By this time I was again hungry, and presently, as I traversed a white strip of comb, I came upon a great store—cell after cell, like a thousand open pots, full to overflowing with honey. I was on the point of helping myself when I was turned away.

“This is not to be eaten,” a worker said. “We are ripening it and soon it will be sealed for the winter. On over there you will find some.”

He was busy and gave no further heed to me, but as I turned away I noticed fully a hundred bees standing ever so still—fanning, fanning with their wings the open cells to hasten the ripening processes. He left unanswered my wish to know what the ripening of honey meant—and the winter.

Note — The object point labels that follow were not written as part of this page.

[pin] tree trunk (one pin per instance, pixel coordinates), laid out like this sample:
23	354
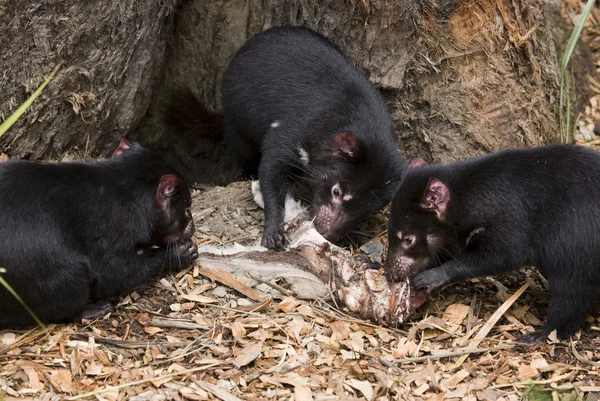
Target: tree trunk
462	77
111	52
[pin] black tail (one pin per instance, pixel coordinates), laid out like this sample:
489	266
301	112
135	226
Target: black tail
185	114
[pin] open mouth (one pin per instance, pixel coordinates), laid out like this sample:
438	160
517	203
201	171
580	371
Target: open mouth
189	229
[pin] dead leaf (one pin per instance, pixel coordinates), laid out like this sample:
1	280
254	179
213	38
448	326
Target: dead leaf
249	353
363	386
61	380
456	313
32	374
527	372
302	393
152	330
237	330
201	299
94	369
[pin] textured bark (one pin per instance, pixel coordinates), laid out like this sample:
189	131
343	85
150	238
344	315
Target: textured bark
462	77
111	53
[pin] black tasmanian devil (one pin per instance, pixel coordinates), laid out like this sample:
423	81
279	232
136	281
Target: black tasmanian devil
495	213
295	109
75	235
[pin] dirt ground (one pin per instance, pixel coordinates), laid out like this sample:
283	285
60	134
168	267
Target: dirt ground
189	337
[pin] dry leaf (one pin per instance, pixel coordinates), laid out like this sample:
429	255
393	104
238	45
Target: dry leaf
249	353
340	330
237	330
527	372
456	313
94	369
61	380
32	374
201	299
152	330
302	393
363	386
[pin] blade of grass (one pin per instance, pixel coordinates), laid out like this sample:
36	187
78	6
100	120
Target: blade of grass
10	289
575	35
19	112
566	91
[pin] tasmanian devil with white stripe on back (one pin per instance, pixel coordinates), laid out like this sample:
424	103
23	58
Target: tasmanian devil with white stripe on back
495	213
296	111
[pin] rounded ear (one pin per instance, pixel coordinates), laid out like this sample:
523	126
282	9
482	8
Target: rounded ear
436	196
345	144
166	188
417	162
124	146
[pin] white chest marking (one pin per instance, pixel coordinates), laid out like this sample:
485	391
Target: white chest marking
303	155
472	234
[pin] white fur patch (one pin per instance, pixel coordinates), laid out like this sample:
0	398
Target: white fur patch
303	155
472	234
255	187
292	207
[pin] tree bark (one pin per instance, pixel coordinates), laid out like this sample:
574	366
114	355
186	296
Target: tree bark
462	77
111	52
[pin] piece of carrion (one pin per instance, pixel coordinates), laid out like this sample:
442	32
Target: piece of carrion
314	268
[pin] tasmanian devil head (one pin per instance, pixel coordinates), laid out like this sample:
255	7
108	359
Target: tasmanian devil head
350	184
170	196
418	234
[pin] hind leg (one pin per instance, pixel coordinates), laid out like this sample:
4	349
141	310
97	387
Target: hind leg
241	150
572	301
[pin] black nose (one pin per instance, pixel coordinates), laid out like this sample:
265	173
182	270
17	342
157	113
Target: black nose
391	274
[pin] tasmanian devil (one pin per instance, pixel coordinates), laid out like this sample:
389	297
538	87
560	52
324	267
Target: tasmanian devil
75	235
295	110
495	213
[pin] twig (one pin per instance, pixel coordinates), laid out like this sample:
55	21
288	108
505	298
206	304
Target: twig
128	344
580	358
158	378
217	391
535	382
451	354
483	332
178	324
276	287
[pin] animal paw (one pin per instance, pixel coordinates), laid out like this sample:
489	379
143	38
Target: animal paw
183	254
95	311
274	239
532	339
430	280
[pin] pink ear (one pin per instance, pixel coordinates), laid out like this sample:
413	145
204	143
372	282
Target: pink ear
166	188
345	143
436	196
417	162
124	145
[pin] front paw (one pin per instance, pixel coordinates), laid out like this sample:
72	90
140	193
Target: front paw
274	238
430	280
183	254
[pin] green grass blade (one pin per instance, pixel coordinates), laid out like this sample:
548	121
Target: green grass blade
19	112
575	35
9	288
566	91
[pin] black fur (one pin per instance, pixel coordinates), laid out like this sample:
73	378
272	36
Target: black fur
75	235
288	89
529	207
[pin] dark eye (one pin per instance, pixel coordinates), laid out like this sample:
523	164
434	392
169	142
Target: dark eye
336	191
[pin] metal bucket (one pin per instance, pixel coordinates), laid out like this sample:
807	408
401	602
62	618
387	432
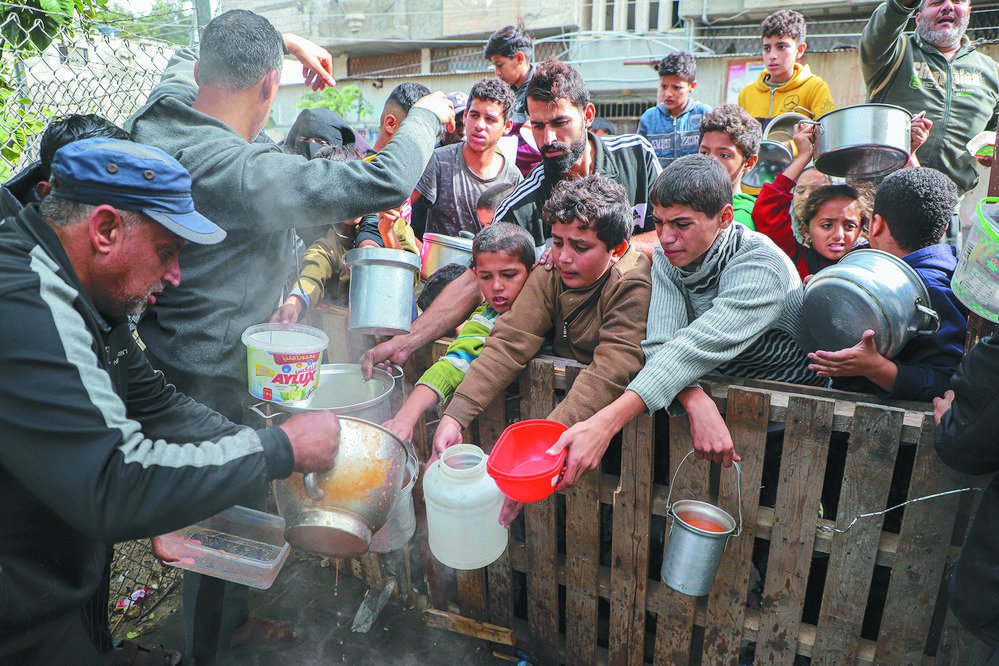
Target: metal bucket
401	524
381	290
698	534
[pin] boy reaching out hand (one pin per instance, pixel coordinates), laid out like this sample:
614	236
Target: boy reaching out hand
502	258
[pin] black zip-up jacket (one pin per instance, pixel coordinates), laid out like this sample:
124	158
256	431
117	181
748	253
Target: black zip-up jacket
967	440
96	447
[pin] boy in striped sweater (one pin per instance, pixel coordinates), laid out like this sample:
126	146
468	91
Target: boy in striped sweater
724	299
502	257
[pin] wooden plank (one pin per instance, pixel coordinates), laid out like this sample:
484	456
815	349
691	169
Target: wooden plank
958	647
630	544
803	463
746	417
582	561
919	563
499	575
467	627
675	612
472	593
867	476
540	526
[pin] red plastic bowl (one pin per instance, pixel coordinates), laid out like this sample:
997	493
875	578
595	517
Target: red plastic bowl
519	463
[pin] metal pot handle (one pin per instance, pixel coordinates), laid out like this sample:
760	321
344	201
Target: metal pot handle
932	314
738	473
312	488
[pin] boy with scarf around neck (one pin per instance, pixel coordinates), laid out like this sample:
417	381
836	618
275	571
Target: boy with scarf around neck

As indicated by the worker, I soon found plenty of honey and quite gorged myself. This time I took away with me a supply in my honey-sac. Again I felt sleepy, and started back to my cell. Finally I reached it. I was dumfounded to find that it had been over-hauled and that the bread-men had filled it with shining yellow loaves. Wondering, I fell asleep hanging between the combs. The last sound that I heard had been a long, low murmur, which afterward I came to know to be the voice of my hive singing an immemorial hymn, a hymn, I have been told, the bees have sung for a hundred times a thousand years.

 

[1] It is well known that all worker bees are females. But I have changed Happy to the other sex. Here I have taken a liberty, warranted, I think, under the circumstances.—THE AUTHOR.